SCN5A encodes the voltage-gated Na+ channel Nav1.5 that is best known for its role in cardiac conduction. We recently identified a microRNA (miR-24) binding site within the SCN5A coding region and found that its activity is modulated by an adjacent synonymous SNP (rs1805126). In humans, we linked the rs1805126 minor allele with decreased cardiac SCN5A expression and increased non-arrhythmic death in HF patients. To understand how lower SCN5A expression may lead to worse HF, we evaluated SCN5A +/- haploinsufficient mice, which develop cardiac fibrosis after 12 months of age. Given that oxidative stress often precedes fibrosis and is increased in HF, we assessed ROS levels in SCN5A +/- mouse hearts and found a 2.5-fold increase relative to wildtype (WT) hearts. We also performed co-expression analyses using human cardiac mRNA profiling data and unexpectedly found that SCN5A is linked to PPARA , a key driver of fatty acid oxidation (FAO, a predominant source of cardiac ROS), and to gene networks related to glucose metabolism and oxidative phosphorylation (OXPHOS). Along these lines, we found that SCN5A +/- mouse hearts show mRNA changes indicative of increased FAO/OXPHOS and decreased glycolysis, with a coincident broad up-regulation of PPAR target genes.

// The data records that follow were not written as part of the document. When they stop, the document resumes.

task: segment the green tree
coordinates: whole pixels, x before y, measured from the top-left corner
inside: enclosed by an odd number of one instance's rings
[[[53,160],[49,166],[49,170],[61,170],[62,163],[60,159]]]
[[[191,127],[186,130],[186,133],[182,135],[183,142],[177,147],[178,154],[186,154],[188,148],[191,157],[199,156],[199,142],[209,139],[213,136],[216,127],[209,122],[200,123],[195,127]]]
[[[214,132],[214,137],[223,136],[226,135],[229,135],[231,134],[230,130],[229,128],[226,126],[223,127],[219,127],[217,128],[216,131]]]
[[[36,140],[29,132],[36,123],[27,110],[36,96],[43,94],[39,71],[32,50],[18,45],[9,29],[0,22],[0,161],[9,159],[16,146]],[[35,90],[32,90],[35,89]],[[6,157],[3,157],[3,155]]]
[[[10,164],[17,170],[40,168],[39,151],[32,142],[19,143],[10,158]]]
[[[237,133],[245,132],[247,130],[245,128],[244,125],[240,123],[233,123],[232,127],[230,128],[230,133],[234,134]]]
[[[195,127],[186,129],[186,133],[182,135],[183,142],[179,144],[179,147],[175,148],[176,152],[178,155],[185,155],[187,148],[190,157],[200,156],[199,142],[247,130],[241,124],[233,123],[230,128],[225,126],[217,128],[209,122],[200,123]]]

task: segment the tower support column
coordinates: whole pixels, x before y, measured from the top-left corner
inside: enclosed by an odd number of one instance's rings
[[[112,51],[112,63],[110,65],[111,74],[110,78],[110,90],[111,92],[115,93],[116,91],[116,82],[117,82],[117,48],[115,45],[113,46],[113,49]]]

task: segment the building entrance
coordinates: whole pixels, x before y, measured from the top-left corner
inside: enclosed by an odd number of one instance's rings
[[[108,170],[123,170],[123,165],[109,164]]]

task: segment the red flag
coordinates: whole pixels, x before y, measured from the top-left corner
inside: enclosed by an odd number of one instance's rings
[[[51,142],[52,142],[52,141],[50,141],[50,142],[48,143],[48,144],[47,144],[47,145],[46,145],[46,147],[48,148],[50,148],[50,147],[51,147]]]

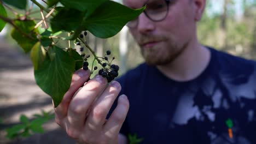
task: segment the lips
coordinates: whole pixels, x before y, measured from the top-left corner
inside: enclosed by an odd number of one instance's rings
[[[143,43],[141,45],[143,47],[150,48],[150,47],[152,47],[155,46],[156,45],[158,44],[160,42],[161,42],[161,41],[148,41],[148,42]]]

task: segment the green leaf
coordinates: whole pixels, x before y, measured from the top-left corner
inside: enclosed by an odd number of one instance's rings
[[[27,0],[3,0],[3,1],[18,9],[25,9],[27,6]]]
[[[137,17],[145,9],[133,10],[108,1],[86,19],[85,27],[94,35],[107,38],[117,34],[129,21]]]
[[[30,128],[34,133],[44,133],[44,128],[42,125],[48,122],[48,119],[44,117],[39,117],[31,122]]]
[[[26,128],[25,129],[25,130],[24,130],[24,131],[23,131],[22,133],[21,133],[21,134],[20,134],[23,137],[28,137],[28,136],[31,136],[31,134],[30,134],[30,130],[28,128]]]
[[[82,67],[83,67],[83,58],[81,57],[81,55],[80,55],[77,51],[75,50],[72,49],[69,49],[68,50],[68,52],[69,52],[70,51],[71,52],[70,54],[71,55],[71,56],[74,58],[75,60],[75,70],[77,70],[79,69],[81,69]]]
[[[30,123],[30,120],[27,116],[24,115],[22,115],[20,117],[20,120],[21,122],[24,123],[25,124],[28,124]]]
[[[62,30],[75,31],[81,25],[83,16],[83,13],[76,9],[61,9],[54,18],[50,19],[53,32]]]
[[[34,133],[43,133],[44,131],[44,128],[42,125],[32,125],[30,127],[30,129]]]
[[[38,29],[34,29],[36,26],[36,23],[32,20],[27,21],[15,21],[15,25],[19,27],[21,31],[31,36],[33,39],[30,39],[23,34],[20,33],[19,31],[14,28],[11,31],[11,37],[19,44],[19,45],[23,49],[25,52],[27,53],[30,51],[33,46],[38,41],[37,38],[36,32],[38,32]],[[31,33],[31,31],[33,31]]]
[[[0,15],[4,17],[7,17],[7,13],[4,7],[2,4],[0,3]],[[5,26],[6,22],[0,19],[0,32],[3,30],[4,26]]]
[[[51,61],[47,56],[42,65],[34,70],[34,76],[37,85],[51,97],[57,107],[69,88],[75,62],[61,49],[54,46],[50,49],[55,53],[54,58]]]
[[[51,7],[56,4],[59,2],[60,2],[60,0],[48,0],[47,3],[49,7]]]
[[[44,47],[47,47],[51,45],[53,43],[53,40],[49,37],[42,37],[40,39],[41,44]]]
[[[108,0],[61,0],[61,3],[66,7],[80,11],[86,11],[86,17],[89,16],[100,5]]]
[[[233,122],[230,118],[229,118],[226,121],[226,124],[229,128],[232,128],[234,126]]]
[[[30,57],[34,65],[34,69],[37,70],[42,65],[46,57],[46,51],[40,42],[37,42],[33,47]]]
[[[25,124],[17,124],[6,129],[7,137],[8,139],[15,138],[23,129],[26,128]]]

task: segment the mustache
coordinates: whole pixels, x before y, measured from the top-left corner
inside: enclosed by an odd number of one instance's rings
[[[162,35],[143,35],[139,38],[138,43],[139,45],[143,45],[148,43],[163,41],[167,39],[167,37]]]

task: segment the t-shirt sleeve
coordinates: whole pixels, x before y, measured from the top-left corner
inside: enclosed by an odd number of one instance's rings
[[[117,107],[117,104],[118,104],[118,98],[119,97],[119,96],[123,94],[125,94],[124,93],[124,89],[125,89],[125,75],[122,76],[115,80],[120,83],[122,87],[122,89],[121,89],[121,91],[119,93],[118,97],[117,98],[117,99],[114,101],[114,104],[112,105],[110,110],[109,110],[109,112],[107,116],[107,119],[108,119],[109,118],[110,116],[111,115],[111,114],[112,113],[112,112],[114,111],[115,107]],[[127,136],[128,134],[129,133],[129,126],[128,126],[128,123],[126,121],[126,118],[122,125],[122,127],[120,131],[120,133]]]

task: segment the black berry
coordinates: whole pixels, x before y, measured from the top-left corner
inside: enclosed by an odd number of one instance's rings
[[[98,74],[101,75],[102,75],[102,73],[104,71],[104,69],[101,69],[99,71],[98,71]]]
[[[83,69],[84,70],[88,70],[88,67],[87,66],[84,66],[83,67]]]
[[[79,37],[80,37],[80,38],[81,38],[83,39],[83,38],[84,38],[84,35],[83,35],[83,34],[80,34],[79,35]]]
[[[111,54],[111,51],[109,50],[107,50],[106,53],[107,53],[107,55],[110,55]]]
[[[108,74],[107,73],[107,72],[103,71],[103,72],[102,72],[102,73],[101,74],[101,75],[102,75],[102,77],[106,77],[108,75]]]
[[[83,51],[84,51],[84,47],[80,47],[80,51],[83,52]]]
[[[84,67],[88,67],[89,65],[89,63],[88,62],[84,62]]]
[[[116,73],[117,72],[115,72],[114,70],[110,70],[110,71],[109,71],[109,74],[112,76],[114,76],[115,75]]]
[[[106,66],[107,66],[107,63],[103,63],[102,64],[102,67],[106,67]]]
[[[84,36],[86,36],[87,35],[87,32],[86,31],[84,31]]]

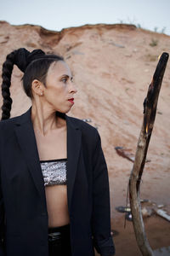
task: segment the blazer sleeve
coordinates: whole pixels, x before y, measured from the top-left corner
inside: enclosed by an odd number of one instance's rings
[[[2,143],[1,127],[2,127],[2,125],[0,125],[0,145]],[[1,161],[1,157],[0,157],[0,161]],[[4,205],[3,205],[3,192],[2,192],[1,162],[0,162],[0,256],[5,255],[5,253],[4,253],[4,218],[5,218],[5,214],[4,214]]]
[[[100,255],[112,256],[115,255],[115,245],[110,236],[109,177],[100,136],[97,130],[93,155],[93,170],[92,230],[94,246]]]
[[[0,184],[0,256],[4,255],[4,208]]]

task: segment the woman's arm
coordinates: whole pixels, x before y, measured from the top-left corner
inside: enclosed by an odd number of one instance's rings
[[[94,245],[102,256],[115,254],[110,236],[110,207],[108,170],[99,132],[96,130],[95,149],[93,155],[93,217]]]

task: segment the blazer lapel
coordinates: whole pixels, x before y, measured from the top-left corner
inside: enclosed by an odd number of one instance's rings
[[[15,124],[15,133],[32,180],[43,203],[45,203],[45,207],[47,207],[43,177],[39,162],[39,154],[31,113],[31,107],[18,119]],[[78,126],[73,124],[69,116],[66,114],[65,116],[67,125],[67,198],[68,207],[69,209],[71,209],[75,177],[81,148],[82,132]]]

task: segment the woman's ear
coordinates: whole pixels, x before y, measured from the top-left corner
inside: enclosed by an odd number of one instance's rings
[[[37,79],[34,79],[31,84],[32,94],[36,94],[38,96],[43,95],[43,84]]]

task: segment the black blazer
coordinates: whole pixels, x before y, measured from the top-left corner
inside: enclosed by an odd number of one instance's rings
[[[0,256],[48,256],[48,211],[31,107],[0,122]],[[108,171],[92,125],[65,114],[72,256],[113,255]]]

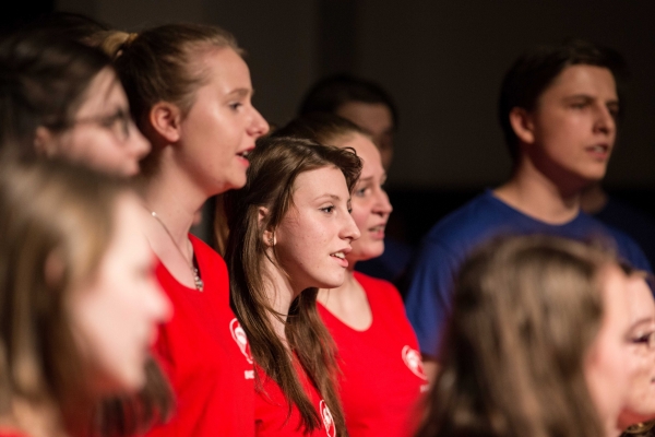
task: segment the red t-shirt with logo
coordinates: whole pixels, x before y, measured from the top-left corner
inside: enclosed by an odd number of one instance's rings
[[[350,437],[410,436],[420,417],[418,403],[428,381],[418,341],[398,291],[389,282],[355,272],[373,315],[357,331],[319,305],[338,349],[340,394]]]
[[[279,386],[255,365],[255,371],[262,382],[262,387],[255,390],[254,394],[254,423],[258,437],[334,437],[336,430],[330,409],[323,401],[315,386],[311,382],[305,369],[294,356],[294,365],[298,378],[305,388],[305,392],[313,403],[317,412],[321,416],[322,424],[319,429],[313,433],[303,434],[303,428],[300,426],[300,412],[294,404],[291,406],[291,415],[288,415],[288,402]],[[299,427],[300,426],[300,427]]]
[[[246,333],[229,307],[225,261],[189,236],[204,282],[180,284],[159,262],[156,275],[174,315],[162,326],[154,354],[174,388],[171,420],[147,435],[254,436],[254,370]]]

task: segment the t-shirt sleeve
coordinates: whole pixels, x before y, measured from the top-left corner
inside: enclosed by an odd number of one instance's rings
[[[444,245],[424,243],[410,272],[405,308],[425,355],[438,355],[456,269],[457,261]]]

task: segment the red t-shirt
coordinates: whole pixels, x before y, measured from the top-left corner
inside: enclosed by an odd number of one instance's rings
[[[174,315],[160,327],[154,354],[176,395],[171,420],[154,436],[254,436],[254,370],[246,333],[229,307],[227,267],[189,236],[203,292],[180,284],[157,265]]]
[[[398,291],[389,282],[355,272],[373,321],[365,331],[346,326],[319,305],[338,349],[340,393],[350,437],[409,436],[418,401],[427,391],[418,341]]]
[[[27,434],[23,434],[17,430],[0,429],[0,437],[28,437]]]
[[[311,382],[302,366],[294,359],[296,373],[298,378],[305,388],[305,392],[313,403],[317,412],[319,412],[322,418],[321,428],[315,429],[311,434],[303,434],[303,428],[299,427],[300,412],[294,404],[291,408],[291,415],[288,416],[288,403],[287,399],[282,392],[279,386],[259,367],[255,365],[255,369],[260,380],[262,381],[262,388],[258,389],[254,395],[254,423],[257,428],[258,437],[286,437],[286,436],[298,436],[298,437],[334,437],[336,430],[334,427],[334,421],[330,409],[323,401],[321,394],[317,390],[315,386]]]

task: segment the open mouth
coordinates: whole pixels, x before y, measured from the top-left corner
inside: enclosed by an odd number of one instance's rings
[[[243,160],[248,160],[248,156],[250,155],[250,152],[251,152],[250,150],[247,150],[247,151],[243,151],[243,152],[237,153],[237,156],[240,156],[240,157],[242,157]]]

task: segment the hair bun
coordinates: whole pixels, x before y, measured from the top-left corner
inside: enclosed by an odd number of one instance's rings
[[[116,59],[132,45],[138,36],[139,34],[136,33],[110,31],[105,35],[105,38],[100,43],[100,49],[112,59]]]

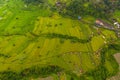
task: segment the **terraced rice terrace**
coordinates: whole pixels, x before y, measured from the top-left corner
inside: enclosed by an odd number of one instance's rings
[[[55,2],[0,0],[0,80],[106,80],[119,72],[116,32],[91,15],[52,11]],[[112,17],[120,22],[120,11]]]

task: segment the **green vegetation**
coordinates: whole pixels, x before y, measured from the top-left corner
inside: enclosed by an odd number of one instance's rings
[[[120,21],[119,9],[111,8],[119,4],[108,0],[58,3],[0,1],[1,80],[48,76],[54,80],[106,80],[119,71],[113,57],[120,51],[119,38],[114,31],[94,25],[97,18]],[[76,19],[78,16],[82,18]]]

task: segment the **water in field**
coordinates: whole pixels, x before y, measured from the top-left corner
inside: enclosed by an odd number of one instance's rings
[[[116,33],[95,27],[94,16],[61,14],[60,6],[69,4],[0,0],[0,80],[96,80],[102,69],[116,73],[108,49]]]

Metabolomics data further indicated that glycolytic flux is perturbed in SCN5A +/- mouse hearts, and cardiac myofiber respiration assays showed that these hearts exhibit enhanced FAO. To test if SCN5A +/- mice suffer worse HF outcomes, we subjected young adult male mice to thoracic aortic constriction (TAC), a model of cardiac hypertrophy progressing to HF. While WT mice showed typical hypertrophic responses and signs of HF, SCN5A +/- hearts were resistant to TAC-induced hypertrophy, which based on prior reports, may be the result of elevated FAO. Overall, our data support the notion that lower cardiac SCN5A expression leads to an overreliance on FAO and accumulation of ROS in heart, which may exacerbate HF in patients. Together, our studies point to unforeseen roles for Nav1.5 in cardiac metabolism, opening several new paths of investigation. Future studies will interrogate 1) if human hearts with low SCN5A expression show signs of oxidative stress, and 2) if SCN5A +/- mice suffer worse HF after myocardial infarction.